Après l’intermède de « l’Amérique d’abord » du républicain Donald Trump, le retour des démocrates aux affaires avec l’élection de Joe Biden, l’ancien vice-président de Barak Obama, à la Maison blanche, semble avoir donné un nouveau souffle à l’Islam politique dont les tenants ont lamentablement échoué dans la gestion des affaires. C’est le cas du mouvement Ennahdha dont la victoire électorale en 2011 lui a permis d’asseoir son hégémonie sur le pays grâce à son implantation dans la société, à ses invocations de principes islamiques, « de nature à combler simultanément les attentes religieuses et l’espérance d’une plus grande justice sociale ». Mais cette hégémonie s’est érodée au fil des ans, au point que le mouvement islamiste s’est trouvé en rupture de ban avec l’ensemble des Tunisiens. Tenu pour responsable de l’effondrement généralisé que connait le pays depuis la dernière décennie, il a été déclaré inapte à la gestion des affaires du pays. La proclamation de l’état d’exception par le président de la République Kais Saeid , le 25 Juillet dernier, avec la suspension du parlement, véritable bastion d’Ennahdha dont le président Rached Ghannouchi trône sur le perchoir, lui a porté un coup très dur. Et il risque de ne pas s’en relever.

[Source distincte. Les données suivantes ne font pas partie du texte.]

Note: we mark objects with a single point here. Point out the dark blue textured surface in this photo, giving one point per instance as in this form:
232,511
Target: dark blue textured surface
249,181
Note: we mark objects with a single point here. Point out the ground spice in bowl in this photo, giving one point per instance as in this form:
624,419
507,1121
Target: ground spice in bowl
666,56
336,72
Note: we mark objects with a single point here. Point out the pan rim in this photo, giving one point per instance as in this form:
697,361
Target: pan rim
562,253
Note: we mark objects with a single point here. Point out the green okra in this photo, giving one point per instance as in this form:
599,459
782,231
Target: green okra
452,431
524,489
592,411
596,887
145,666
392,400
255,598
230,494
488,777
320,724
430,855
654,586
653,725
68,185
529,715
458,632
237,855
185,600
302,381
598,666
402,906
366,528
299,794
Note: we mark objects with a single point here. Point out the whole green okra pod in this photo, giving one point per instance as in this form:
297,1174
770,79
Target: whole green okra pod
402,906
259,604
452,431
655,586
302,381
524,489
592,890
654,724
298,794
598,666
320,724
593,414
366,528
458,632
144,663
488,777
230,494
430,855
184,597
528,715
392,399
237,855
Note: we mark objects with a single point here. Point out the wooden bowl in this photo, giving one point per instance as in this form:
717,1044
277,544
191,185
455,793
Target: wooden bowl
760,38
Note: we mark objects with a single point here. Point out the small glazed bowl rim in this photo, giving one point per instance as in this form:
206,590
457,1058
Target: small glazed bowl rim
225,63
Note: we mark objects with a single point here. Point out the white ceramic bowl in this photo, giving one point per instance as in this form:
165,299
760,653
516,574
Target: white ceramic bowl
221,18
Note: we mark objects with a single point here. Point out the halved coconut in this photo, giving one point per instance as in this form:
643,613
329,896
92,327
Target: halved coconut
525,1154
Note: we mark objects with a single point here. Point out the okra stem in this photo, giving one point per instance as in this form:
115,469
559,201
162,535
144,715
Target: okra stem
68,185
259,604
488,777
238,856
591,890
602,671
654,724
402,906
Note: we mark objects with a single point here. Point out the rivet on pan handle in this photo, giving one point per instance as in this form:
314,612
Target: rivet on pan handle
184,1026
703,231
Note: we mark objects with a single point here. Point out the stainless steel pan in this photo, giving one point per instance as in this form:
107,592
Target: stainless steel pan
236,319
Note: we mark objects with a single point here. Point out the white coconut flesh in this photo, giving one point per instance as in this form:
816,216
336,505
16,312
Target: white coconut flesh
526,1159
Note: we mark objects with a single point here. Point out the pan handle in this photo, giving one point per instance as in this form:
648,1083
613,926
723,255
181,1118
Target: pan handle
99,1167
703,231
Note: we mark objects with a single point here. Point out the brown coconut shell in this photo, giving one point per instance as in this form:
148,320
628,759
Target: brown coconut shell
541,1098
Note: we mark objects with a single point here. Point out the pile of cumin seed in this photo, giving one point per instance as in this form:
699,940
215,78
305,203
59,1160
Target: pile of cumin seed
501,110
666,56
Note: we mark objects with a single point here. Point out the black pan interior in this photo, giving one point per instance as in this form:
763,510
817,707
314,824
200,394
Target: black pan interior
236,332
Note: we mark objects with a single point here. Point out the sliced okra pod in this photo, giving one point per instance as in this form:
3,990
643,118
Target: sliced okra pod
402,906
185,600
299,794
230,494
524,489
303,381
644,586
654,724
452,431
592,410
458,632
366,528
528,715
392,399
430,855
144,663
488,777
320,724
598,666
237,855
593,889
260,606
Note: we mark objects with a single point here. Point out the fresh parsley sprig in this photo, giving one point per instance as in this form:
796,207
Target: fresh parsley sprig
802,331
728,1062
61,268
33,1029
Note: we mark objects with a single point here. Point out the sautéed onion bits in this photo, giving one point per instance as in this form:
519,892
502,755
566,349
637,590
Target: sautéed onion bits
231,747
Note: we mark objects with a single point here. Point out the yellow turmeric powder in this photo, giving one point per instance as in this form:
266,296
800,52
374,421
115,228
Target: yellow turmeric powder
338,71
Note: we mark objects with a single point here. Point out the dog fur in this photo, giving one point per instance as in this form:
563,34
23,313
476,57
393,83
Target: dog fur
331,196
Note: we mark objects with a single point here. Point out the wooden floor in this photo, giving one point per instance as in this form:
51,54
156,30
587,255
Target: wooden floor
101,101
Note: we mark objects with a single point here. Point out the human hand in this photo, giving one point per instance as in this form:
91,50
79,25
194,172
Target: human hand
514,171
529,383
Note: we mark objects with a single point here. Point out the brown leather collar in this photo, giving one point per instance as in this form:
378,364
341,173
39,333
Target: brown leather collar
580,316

Face à cette situation Ennahdha qui, par l’intermédiaire de son lobbyiste attitré Radhouane Masmoudi, a remué terre et ciel pour faire passer la thèse de « coup d’état », ne semble pas avoir retenu la leçon. Son président Ghannouchi a multiplié les interviews et les articles gracieusement payés dans les plus grands médias du monde, pour dénoncer cet « état d’exception » et la faire passer pour un coup de frein de la transition démocratique dont il se prend pour le « père ».
Le silence du palais
Alors qu’en Tunisie, une sorte de cinquième colonne formée de partisans cachés au sein des rouages de l’Etat, et dans certains médias également, qui sont hostiles au « mouvement du 25 Juillet », s’est mise en place pour semer le doute et la confusion. Une armée de l’ombre formée de bloggeurs, d’activistes, avec de faux profils, sur les réseaux sociaux, des usurpateurs d’identité, des anonymes… appelés « mouches électroniques». Des agents recrutés afin d’investir les réseaux sociaux et qui ont pour mission d’inonder ces réseaux de commentaires et de publications diabolisant des adversaires politiques et pourfendant le mouvement du 25 Juillet. Ils sont encadrés par des superviseurs qui leur fournissent une liste de messages à diffuser et une autre liste de comptes et de pages à signaler. Ils usent, souvent, du vocabulaire des bas-fonds, avec une charge de haine, d’invective, de menace et d’intox.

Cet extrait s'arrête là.